In the Pink

 

Latitude 29 owner and tiki maestro Jeff Berry created the Pink Moon during the pandemic when he was really missing his French Quarter bar. He began with a new guava purée that he was excited to try, then added ingredients that represent New Orleans, including Herbsaint, found in the Sazerac, and cognac, used in the original Sazerac as well as the Roffignac. Jeff explained that “Maraschino works well with guava, and the bitters ties it all together.” The Jamaican rum cemented what Jeff calls “a mashup of tiki style and old school New Orleans drinks.” Its rosy color reminded him of the moody Nick Drake song, “Pink Moon.” Interestingly, May’s full moon is a supermoon, when the full moon is closest to earth. Another won’t appear until June 2022. Sounds like the perfect reason to put on some Nick Drake, mix up a Pink Moon, step outside and raise a glass.  

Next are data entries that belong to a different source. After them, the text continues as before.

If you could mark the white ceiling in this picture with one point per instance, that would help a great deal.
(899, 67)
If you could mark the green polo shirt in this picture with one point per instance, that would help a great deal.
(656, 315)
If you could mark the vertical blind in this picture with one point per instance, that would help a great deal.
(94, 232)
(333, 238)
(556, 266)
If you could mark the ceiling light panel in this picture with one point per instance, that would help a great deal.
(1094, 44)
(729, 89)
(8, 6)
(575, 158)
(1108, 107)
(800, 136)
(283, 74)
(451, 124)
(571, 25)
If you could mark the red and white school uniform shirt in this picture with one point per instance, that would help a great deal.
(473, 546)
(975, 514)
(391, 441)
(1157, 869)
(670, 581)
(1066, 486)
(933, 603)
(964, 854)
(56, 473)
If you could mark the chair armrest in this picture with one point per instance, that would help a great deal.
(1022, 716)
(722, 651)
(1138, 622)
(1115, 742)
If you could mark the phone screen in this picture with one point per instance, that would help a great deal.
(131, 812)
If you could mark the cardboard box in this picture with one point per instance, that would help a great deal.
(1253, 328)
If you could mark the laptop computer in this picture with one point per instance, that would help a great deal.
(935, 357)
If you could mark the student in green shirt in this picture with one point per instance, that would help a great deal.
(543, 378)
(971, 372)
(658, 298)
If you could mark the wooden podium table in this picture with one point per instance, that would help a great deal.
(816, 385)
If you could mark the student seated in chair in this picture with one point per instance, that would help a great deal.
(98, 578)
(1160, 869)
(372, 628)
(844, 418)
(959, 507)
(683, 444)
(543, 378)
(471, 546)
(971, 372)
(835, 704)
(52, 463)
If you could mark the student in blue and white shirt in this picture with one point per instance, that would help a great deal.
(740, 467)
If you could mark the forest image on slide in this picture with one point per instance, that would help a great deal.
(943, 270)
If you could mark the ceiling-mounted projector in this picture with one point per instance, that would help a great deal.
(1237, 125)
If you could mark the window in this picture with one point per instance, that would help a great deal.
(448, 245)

  1. The guava purée is available online and is easy to work with. Do not use guava juice.
  2. Be sure to use freshly squeezed lime juice, not bottled.
  3. Maraschino is made from Marasca cherries and is a clear liqueur available in many liquor stores. Do not confuse this with maraschino cherries.

 

PINK MOON

(revised for New Orleans Magazine)

1 ounce fresh lime juice

3/4 ounce Re’al Guava Puree

3/4 ounce Doorly’s white Barbados rum*

1/2 ounce Cognac

1/4 ounce dark Jamaican rum**

1/4 ounce Maraschino liqueur

Teaspoon Herbsaint

Dash Angostura aromatic bitters

 

1. Shake with ice cubes.

2. Strain into a cocktail coupe. 

3. Garnish with a lime wheel on rim.